Hi, I have some questions in Vectorizing LR Gradient Computation it’s mentioned that in order to run Gradient Descent you would need to iterate explicitly defining a for loop say
for iter in range(1000):
perform gradient descent
- How do we choose how many iterations to go through?
- Is the reason that we assume convergence due to the fact that the LR cost function is convex?
There are two relevant hyperparameters that affect convergence: the “learning rate” and the number of iterations. The learning rate is the constant \alpha that multiplies the gradient values to determine how big a “step” is taken in each iteration. Even though the cost function for LR is convex, there is no guarantee that Gradient Descent will converge with an arbitrary value of the learning rate. With too large a value, you can get divergence or oscillation. You have to tune the learning rate together with the number of iterations in order to get good behavior. There is no single magic recipe that is guaranteed to work in all cases.

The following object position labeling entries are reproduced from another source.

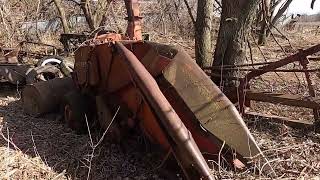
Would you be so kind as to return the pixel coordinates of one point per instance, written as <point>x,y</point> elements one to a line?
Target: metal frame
<point>244,95</point>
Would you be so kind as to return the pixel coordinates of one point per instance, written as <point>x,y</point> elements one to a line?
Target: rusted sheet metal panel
<point>279,119</point>
<point>210,106</point>
<point>100,67</point>
<point>15,74</point>
<point>173,124</point>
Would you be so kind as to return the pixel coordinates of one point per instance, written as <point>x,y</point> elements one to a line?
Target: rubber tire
<point>76,107</point>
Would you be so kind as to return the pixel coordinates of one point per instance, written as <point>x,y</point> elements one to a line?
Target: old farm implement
<point>244,95</point>
<point>41,64</point>
<point>158,88</point>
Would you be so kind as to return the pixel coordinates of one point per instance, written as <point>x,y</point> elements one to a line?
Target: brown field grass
<point>44,148</point>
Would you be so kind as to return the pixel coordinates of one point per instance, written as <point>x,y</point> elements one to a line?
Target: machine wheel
<point>75,110</point>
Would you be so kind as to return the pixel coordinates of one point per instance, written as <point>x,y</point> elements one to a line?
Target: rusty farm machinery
<point>243,95</point>
<point>43,63</point>
<point>160,89</point>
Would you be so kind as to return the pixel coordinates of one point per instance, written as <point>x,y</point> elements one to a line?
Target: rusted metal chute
<point>173,126</point>
<point>163,91</point>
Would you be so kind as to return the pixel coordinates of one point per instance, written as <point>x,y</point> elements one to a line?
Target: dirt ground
<point>44,148</point>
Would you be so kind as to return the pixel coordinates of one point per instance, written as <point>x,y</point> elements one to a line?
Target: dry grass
<point>44,148</point>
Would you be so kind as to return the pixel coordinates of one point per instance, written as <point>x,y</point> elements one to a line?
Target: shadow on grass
<point>63,150</point>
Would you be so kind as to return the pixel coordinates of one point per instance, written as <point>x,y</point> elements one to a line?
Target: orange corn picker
<point>158,87</point>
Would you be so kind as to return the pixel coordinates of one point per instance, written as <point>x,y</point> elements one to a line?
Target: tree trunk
<point>203,42</point>
<point>234,27</point>
<point>264,25</point>
<point>62,14</point>
<point>283,9</point>
<point>84,5</point>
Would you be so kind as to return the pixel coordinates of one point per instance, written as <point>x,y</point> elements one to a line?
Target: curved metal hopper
<point>210,106</point>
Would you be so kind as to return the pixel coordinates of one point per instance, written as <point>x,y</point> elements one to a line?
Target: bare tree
<point>94,16</point>
<point>203,27</point>
<point>234,27</point>
<point>62,13</point>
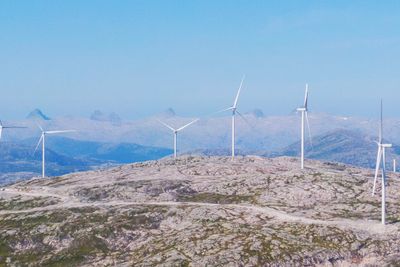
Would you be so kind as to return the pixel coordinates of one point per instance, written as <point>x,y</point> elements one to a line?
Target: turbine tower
<point>233,108</point>
<point>304,118</point>
<point>381,162</point>
<point>2,127</point>
<point>175,132</point>
<point>42,139</point>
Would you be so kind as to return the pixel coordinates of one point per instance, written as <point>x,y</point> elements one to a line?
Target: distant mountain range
<point>64,155</point>
<point>105,138</point>
<point>345,146</point>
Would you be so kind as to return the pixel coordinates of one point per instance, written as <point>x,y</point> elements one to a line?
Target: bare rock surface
<point>202,211</point>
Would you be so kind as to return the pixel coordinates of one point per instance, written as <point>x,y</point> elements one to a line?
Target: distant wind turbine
<point>381,161</point>
<point>304,116</point>
<point>2,127</point>
<point>42,139</point>
<point>175,132</point>
<point>234,111</point>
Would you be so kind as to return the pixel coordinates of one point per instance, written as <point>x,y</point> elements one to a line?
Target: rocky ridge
<point>202,211</point>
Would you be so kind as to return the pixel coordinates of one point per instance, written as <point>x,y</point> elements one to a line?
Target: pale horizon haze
<point>137,58</point>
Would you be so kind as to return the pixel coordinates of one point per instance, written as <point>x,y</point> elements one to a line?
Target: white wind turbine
<point>381,161</point>
<point>304,117</point>
<point>42,139</point>
<point>2,127</point>
<point>234,111</point>
<point>175,132</point>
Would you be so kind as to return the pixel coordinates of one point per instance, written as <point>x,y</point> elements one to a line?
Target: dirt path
<point>70,202</point>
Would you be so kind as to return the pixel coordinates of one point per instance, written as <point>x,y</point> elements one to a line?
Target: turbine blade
<point>166,125</point>
<point>306,98</point>
<point>378,163</point>
<point>40,127</point>
<point>186,125</point>
<point>244,119</point>
<point>220,111</point>
<point>14,127</point>
<point>309,130</point>
<point>238,93</point>
<point>37,146</point>
<point>61,131</point>
<point>381,124</point>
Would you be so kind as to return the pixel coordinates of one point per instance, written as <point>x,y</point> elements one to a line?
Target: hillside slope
<point>201,211</point>
<point>341,145</point>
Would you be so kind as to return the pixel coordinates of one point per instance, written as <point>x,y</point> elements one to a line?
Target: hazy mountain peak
<point>258,113</point>
<point>37,114</point>
<point>98,115</point>
<point>170,112</point>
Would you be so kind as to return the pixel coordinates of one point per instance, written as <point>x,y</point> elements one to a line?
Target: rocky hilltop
<point>201,211</point>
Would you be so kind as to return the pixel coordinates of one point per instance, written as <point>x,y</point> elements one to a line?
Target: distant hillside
<point>18,161</point>
<point>64,155</point>
<point>345,146</point>
<point>106,152</point>
<point>202,211</point>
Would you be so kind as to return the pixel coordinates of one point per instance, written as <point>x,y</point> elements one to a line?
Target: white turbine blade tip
<point>60,131</point>
<point>186,125</point>
<point>238,93</point>
<point>166,125</point>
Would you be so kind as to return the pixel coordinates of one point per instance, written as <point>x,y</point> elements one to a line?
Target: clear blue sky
<point>139,57</point>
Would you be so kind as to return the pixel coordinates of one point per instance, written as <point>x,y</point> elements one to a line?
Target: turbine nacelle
<point>42,140</point>
<point>175,131</point>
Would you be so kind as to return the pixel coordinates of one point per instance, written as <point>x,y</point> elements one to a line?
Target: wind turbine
<point>381,161</point>
<point>2,127</point>
<point>233,108</point>
<point>175,131</point>
<point>42,139</point>
<point>304,117</point>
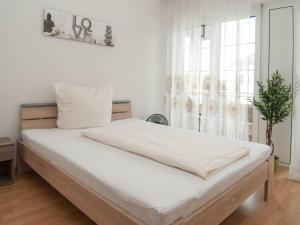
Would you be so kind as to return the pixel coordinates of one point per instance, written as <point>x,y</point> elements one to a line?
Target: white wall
<point>30,62</point>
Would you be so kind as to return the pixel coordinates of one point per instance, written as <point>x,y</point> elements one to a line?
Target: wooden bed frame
<point>104,212</point>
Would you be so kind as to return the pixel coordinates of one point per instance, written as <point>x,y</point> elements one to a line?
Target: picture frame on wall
<point>79,28</point>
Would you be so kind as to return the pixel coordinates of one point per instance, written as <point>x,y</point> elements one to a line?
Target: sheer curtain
<point>211,65</point>
<point>294,173</point>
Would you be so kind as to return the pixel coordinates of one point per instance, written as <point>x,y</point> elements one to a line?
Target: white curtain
<point>211,65</point>
<point>295,164</point>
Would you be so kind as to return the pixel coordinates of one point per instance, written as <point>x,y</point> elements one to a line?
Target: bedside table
<point>7,161</point>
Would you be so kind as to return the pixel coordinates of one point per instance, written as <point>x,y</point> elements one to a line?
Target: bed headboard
<point>43,116</point>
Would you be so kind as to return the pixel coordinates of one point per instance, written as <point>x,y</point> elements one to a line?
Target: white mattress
<point>152,192</point>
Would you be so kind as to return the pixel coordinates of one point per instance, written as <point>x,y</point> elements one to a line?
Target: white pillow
<point>83,107</point>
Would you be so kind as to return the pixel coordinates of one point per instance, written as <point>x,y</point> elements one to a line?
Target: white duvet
<point>201,154</point>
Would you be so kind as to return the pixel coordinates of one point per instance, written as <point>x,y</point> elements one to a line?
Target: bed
<point>114,187</point>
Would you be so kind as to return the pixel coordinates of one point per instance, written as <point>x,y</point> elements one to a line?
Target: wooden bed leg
<point>22,166</point>
<point>269,182</point>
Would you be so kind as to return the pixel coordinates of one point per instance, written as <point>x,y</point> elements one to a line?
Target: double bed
<point>115,187</point>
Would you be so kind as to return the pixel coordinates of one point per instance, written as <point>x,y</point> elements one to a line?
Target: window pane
<point>247,30</point>
<point>228,58</point>
<point>205,59</point>
<point>229,33</point>
<point>247,53</point>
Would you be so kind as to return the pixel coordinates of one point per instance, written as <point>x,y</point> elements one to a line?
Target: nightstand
<point>7,161</point>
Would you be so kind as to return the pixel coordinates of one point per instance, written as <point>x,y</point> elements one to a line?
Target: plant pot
<point>276,163</point>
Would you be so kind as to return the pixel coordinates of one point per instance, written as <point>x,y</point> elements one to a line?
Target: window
<point>219,64</point>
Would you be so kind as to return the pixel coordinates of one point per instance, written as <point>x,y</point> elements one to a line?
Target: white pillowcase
<point>83,107</point>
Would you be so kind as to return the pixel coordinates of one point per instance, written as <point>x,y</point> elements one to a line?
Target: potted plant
<point>275,104</point>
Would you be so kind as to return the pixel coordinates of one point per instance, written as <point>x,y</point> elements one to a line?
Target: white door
<point>278,54</point>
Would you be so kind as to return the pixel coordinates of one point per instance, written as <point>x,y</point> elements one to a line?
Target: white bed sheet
<point>152,192</point>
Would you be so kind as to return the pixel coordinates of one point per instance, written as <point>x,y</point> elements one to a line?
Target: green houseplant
<point>275,104</point>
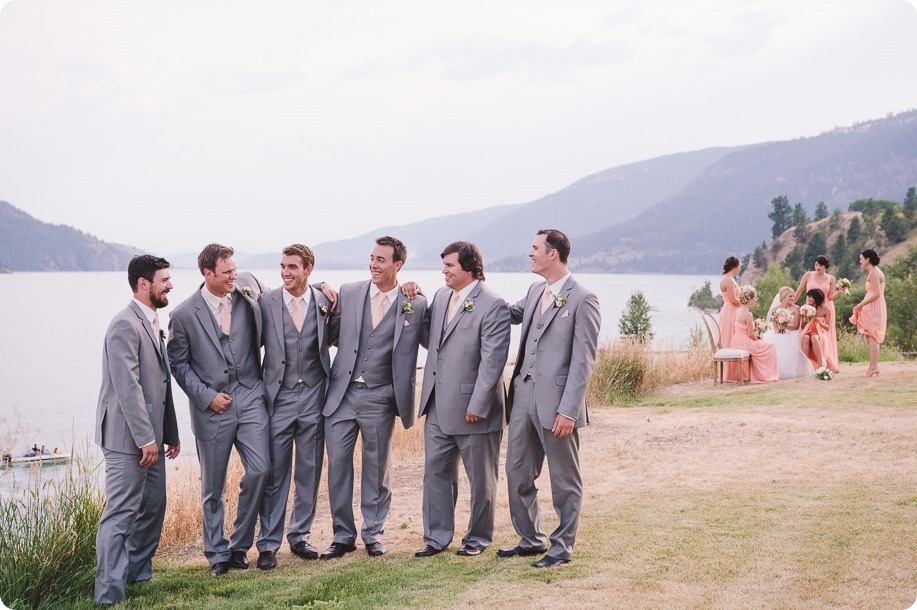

A couple other general points worth making here:
The convexity is specific to Logistic Regression and that will not be true once we graduate to real neural networks in Week 3.
Prof Ng is showing us how to build Gradient Descent from the ground up here, so that we have good intuitions about what is happening with iterative convergence and why training is expensive. But he is showing is the simplest and most straightforward version of Gradient Descent just to keep the programming tractable and not distract us with too many details. There are more sophisticated versions of conjugate gradient algorithms which manage the learning rate dynamically for you.
Thanks so much Paul awesome explanation!